Jacob Isaiah Goff was arrested Dec. 4 in Maricopa County, Ariz., and charged with shoplifting and removal of goods, according to the Maricopa County Sheriff's Office.
It isn't the first time he's been arrested. Last year, Goff was arrested in Phoenix for fighting and disorderly conduct.
UPDATE -- Dec. 6: Multiple attempts by The Huffington Post reach the Maricopa County Sheriff's Office for comment about Goff went unreturned.
The MCSO posts mug shots of people arrested in the last three days on its website and encourages visitors to vote for the "Mug Shot of the Day." On Thursday afternoon, Goff had the most votes and was featured prominently on the page.
The Arizona county has made headlines for controversial reasons in recent years.
Maricopa County Sheriff Joe Arpaio drew national attention for tough policies that immigrants and Hispanic rights advocates say discriminate against them, although he's sought to make amends with the community after winning reelection in November, CNN notes.
CNet reports that "Mug Shot of the Day" was Sheriff Arpaio's initiative. While some publications scrutinized the practice, Arpaio and his supporters defended it.
"I'll make a deal with you. The minute your newspaper doesn't put the mug shots of all these 'innocent' people in the paper every day I will cut out all the mug shots," Arpaio told the Arizona Republic in 2011.

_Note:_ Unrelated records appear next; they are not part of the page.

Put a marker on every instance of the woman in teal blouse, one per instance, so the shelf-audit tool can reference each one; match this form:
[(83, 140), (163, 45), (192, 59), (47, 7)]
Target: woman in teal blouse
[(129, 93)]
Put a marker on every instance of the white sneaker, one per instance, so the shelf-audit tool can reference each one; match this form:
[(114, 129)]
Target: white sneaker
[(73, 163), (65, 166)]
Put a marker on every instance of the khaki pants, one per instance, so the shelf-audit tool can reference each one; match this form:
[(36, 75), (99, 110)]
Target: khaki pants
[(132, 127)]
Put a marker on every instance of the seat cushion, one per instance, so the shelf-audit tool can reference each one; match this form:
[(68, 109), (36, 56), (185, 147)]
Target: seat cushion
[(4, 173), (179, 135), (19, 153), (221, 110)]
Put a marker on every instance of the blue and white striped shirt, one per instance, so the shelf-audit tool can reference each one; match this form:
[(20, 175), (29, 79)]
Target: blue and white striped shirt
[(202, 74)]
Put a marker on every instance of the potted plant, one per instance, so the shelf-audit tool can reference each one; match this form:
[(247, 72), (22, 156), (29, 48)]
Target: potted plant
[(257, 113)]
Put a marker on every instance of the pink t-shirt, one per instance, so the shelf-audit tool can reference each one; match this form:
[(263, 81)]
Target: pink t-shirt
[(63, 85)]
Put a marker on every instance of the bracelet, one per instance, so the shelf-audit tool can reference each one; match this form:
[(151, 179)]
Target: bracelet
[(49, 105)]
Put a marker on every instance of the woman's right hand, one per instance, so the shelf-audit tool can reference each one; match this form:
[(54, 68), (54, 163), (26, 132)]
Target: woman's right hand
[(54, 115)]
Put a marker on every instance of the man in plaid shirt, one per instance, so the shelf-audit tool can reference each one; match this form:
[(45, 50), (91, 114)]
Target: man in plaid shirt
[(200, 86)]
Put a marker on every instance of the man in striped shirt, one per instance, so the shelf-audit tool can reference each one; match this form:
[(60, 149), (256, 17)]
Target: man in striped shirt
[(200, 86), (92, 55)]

Maricopa County isn't the first sheriff's office in the United States to post mug shots on the Internet. For example, in Idaho, the Ada County Sheriff Office has maintained a daily arrest list with booking photos since 2003, in the hope that public embarrassment would act as an additional deterrent to crime, according to the Associated Press.
Earlier this year, AP reported that Ada County Sheriff Gary Raney considered pulling the mug shot gallery in light of shadow websites that had sprung up. Those sites post mug shots, which are public information, and charge people money for their removal.
“What we do serves a purpose. What they do is self-serving profiteering," Raney told the AP. "It’s distasteful, extortion-like activity. That is not our intent at all.”
Editor's Note: This story has been modified from its original version.